Finalement poussée à sortir de son silence après les révélations de Deontofi.com sur l’absence d’une déclaration de cession d’actions BNP Paribas par son PDG, l’AMF nous a communiqué, lundi 24 novembre, sa nouvelle position en réaction à la version de la banque, qu’elle refusait de commenter le 19 novembre.
Comme indiqué par Deontofi.com mercredi 19 novembre 2014, BNP Paribas affirmait que toutes les déclarations et formalités avaient été respectées, rejetant à mots couverts la responsabilité de leur absence sur l’Autorité des marchés financiers. Jusqu’à présent, l’AMF, interrogée avant et après la parution de notre information, se refusait à tout commentaire.
Mais la nuit porte conseil, et il y en a eu cinq depuis mercredi, sans compter les journées pour se concerter, ce qui a pu aider les hauts gradés de l’autorité boursière à mieux peser l’importance d’une communication appropriée sur cette enquête. Dès ce lundi matin, nous avons contacté de nouveau l’AMF pour tenter de lever le suspense entourant la mystérieuse absence de déclaration de vente de 3,15 millions d’euros d’actions BNP Paribas par son PDG.

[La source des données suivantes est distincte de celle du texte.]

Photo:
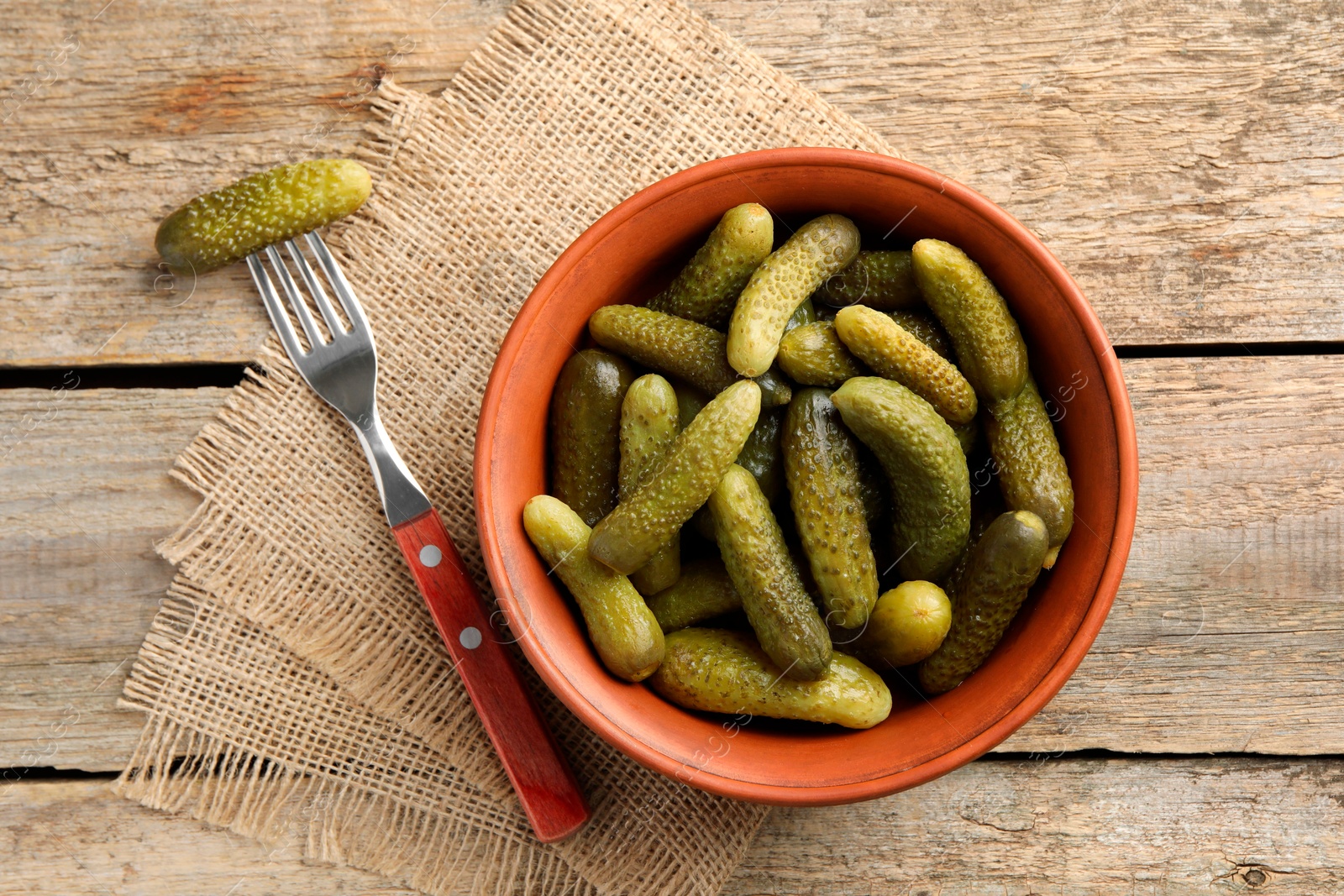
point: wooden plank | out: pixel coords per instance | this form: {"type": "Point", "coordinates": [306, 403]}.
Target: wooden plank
{"type": "Point", "coordinates": [84, 495]}
{"type": "Point", "coordinates": [1085, 828]}
{"type": "Point", "coordinates": [108, 118]}
{"type": "Point", "coordinates": [1173, 207]}
{"type": "Point", "coordinates": [1223, 637]}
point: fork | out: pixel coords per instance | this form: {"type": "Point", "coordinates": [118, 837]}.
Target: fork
{"type": "Point", "coordinates": [344, 371]}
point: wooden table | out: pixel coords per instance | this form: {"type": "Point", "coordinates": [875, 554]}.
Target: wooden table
{"type": "Point", "coordinates": [1184, 161]}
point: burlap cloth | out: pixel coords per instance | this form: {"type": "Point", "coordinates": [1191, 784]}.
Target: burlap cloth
{"type": "Point", "coordinates": [295, 685]}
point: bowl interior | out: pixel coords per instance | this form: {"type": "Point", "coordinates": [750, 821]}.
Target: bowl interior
{"type": "Point", "coordinates": [627, 257]}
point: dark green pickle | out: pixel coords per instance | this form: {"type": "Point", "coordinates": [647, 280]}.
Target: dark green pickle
{"type": "Point", "coordinates": [586, 432]}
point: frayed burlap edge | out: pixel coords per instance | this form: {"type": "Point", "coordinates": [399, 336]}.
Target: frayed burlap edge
{"type": "Point", "coordinates": [472, 846]}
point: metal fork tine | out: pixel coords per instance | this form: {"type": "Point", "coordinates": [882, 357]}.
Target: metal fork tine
{"type": "Point", "coordinates": [275, 308]}
{"type": "Point", "coordinates": [296, 298]}
{"type": "Point", "coordinates": [315, 289]}
{"type": "Point", "coordinates": [339, 284]}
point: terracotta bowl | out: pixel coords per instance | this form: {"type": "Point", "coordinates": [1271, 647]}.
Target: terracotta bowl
{"type": "Point", "coordinates": [628, 255]}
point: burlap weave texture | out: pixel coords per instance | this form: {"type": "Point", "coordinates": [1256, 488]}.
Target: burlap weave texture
{"type": "Point", "coordinates": [295, 664]}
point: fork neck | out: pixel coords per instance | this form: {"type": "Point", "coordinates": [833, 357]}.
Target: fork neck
{"type": "Point", "coordinates": [401, 493]}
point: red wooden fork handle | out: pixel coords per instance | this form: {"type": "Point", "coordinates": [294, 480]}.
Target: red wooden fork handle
{"type": "Point", "coordinates": [541, 775]}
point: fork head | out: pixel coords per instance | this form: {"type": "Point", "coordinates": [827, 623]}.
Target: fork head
{"type": "Point", "coordinates": [343, 369]}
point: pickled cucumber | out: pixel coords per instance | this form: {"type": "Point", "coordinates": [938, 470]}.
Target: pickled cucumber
{"type": "Point", "coordinates": [776, 604]}
{"type": "Point", "coordinates": [806, 313]}
{"type": "Point", "coordinates": [586, 432]}
{"type": "Point", "coordinates": [717, 671]}
{"type": "Point", "coordinates": [822, 464]}
{"type": "Point", "coordinates": [763, 454]}
{"type": "Point", "coordinates": [931, 484]}
{"type": "Point", "coordinates": [813, 355]}
{"type": "Point", "coordinates": [1032, 473]}
{"type": "Point", "coordinates": [709, 285]}
{"type": "Point", "coordinates": [624, 631]}
{"type": "Point", "coordinates": [990, 348]}
{"type": "Point", "coordinates": [985, 597]}
{"type": "Point", "coordinates": [690, 401]}
{"type": "Point", "coordinates": [265, 208]}
{"type": "Point", "coordinates": [895, 354]}
{"type": "Point", "coordinates": [927, 328]}
{"type": "Point", "coordinates": [906, 626]}
{"type": "Point", "coordinates": [642, 524]}
{"type": "Point", "coordinates": [676, 347]}
{"type": "Point", "coordinates": [880, 280]}
{"type": "Point", "coordinates": [781, 284]}
{"type": "Point", "coordinates": [703, 591]}
{"type": "Point", "coordinates": [648, 426]}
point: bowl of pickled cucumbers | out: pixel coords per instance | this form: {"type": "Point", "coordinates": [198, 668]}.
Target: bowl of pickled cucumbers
{"type": "Point", "coordinates": [806, 476]}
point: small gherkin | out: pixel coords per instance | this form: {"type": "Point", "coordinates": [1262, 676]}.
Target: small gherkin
{"type": "Point", "coordinates": [709, 285]}
{"type": "Point", "coordinates": [261, 210]}
{"type": "Point", "coordinates": [672, 492]}
{"type": "Point", "coordinates": [985, 594]}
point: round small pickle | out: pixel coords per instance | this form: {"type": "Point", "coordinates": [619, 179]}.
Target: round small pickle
{"type": "Point", "coordinates": [784, 281]}
{"type": "Point", "coordinates": [585, 423]}
{"type": "Point", "coordinates": [692, 466]}
{"type": "Point", "coordinates": [262, 210]}
{"type": "Point", "coordinates": [679, 348]}
{"type": "Point", "coordinates": [985, 595]}
{"type": "Point", "coordinates": [649, 421]}
{"type": "Point", "coordinates": [813, 355]}
{"type": "Point", "coordinates": [716, 671]}
{"type": "Point", "coordinates": [906, 626]}
{"type": "Point", "coordinates": [706, 289]}
{"type": "Point", "coordinates": [622, 626]}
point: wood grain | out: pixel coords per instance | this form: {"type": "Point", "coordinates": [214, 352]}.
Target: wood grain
{"type": "Point", "coordinates": [1225, 636]}
{"type": "Point", "coordinates": [84, 495]}
{"type": "Point", "coordinates": [1180, 157]}
{"type": "Point", "coordinates": [1085, 828]}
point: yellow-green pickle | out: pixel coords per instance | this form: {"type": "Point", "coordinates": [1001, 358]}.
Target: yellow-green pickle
{"type": "Point", "coordinates": [985, 595]}
{"type": "Point", "coordinates": [717, 671]}
{"type": "Point", "coordinates": [931, 484]}
{"type": "Point", "coordinates": [984, 335]}
{"type": "Point", "coordinates": [784, 281]}
{"type": "Point", "coordinates": [622, 626]}
{"type": "Point", "coordinates": [777, 605]}
{"type": "Point", "coordinates": [822, 465]}
{"type": "Point", "coordinates": [895, 354]}
{"type": "Point", "coordinates": [813, 355]}
{"type": "Point", "coordinates": [265, 208]}
{"type": "Point", "coordinates": [927, 328]}
{"type": "Point", "coordinates": [633, 532]}
{"type": "Point", "coordinates": [706, 289]}
{"type": "Point", "coordinates": [585, 432]}
{"type": "Point", "coordinates": [676, 347]}
{"type": "Point", "coordinates": [703, 591]}
{"type": "Point", "coordinates": [1032, 473]}
{"type": "Point", "coordinates": [882, 280]}
{"type": "Point", "coordinates": [907, 624]}
{"type": "Point", "coordinates": [648, 427]}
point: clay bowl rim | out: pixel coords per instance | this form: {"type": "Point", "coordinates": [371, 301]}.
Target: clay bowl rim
{"type": "Point", "coordinates": [1108, 584]}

« On regarde ce qu’il s’est passé », nous a confié par téléphone une porte-parole de l’AMF, avant d’ajouter en substance : « il y a de fortes probabilités qu’il se soit passé quelque chose chez nous. Nous avons une traçabilité des déclarations et on vérifie ce point là ». Tant mieux. La porte parole de l’AMF nous indiquait par ailleurs que l’information globale de BNP Paribas étant correcte dans son document de référence, il n’y avait pas lieu de douter de sa bonne foi. En somme, que leurs déclarations individuelles soient ou non enregistrées et consultables dans la base de données de l’AMF ne serait pas si important, puisque la banque aurait respecté les formalités et que son récapitulatif serait bon.
La confiance de l’AMF dans l’innocence des dirigeants
Que BNP Paribas ait bien déclaré toutes les ventes d’actions de ses dirigeants pour l’année 2013 serait rassurant sur la conformité de ses formalités. Mais le récapitulatif annuel publié par le groupe ne donne aucune indication précise sur chaque opération. Or, sans les dates et détails des transactions faites par les dirigeants, l’AMF ne peut absolument pas déterminer si leurs opérations pourraient relever ou non d’un délit d’initié. Il semble donc essentiel de vérifier non seulement la cohérence des déclarations individuelles des dirigeants avec le récapitulatif publié par la société, comme Deontofi.com semble avoir été le premier à le faire, mais aussi le détail des transactions déclarées par chaque dirigeant, pour déterminer si elles constituent un indice de leur culpabilité ou de leur innocence. C’est bien à cela que servent les déclarations spontanées.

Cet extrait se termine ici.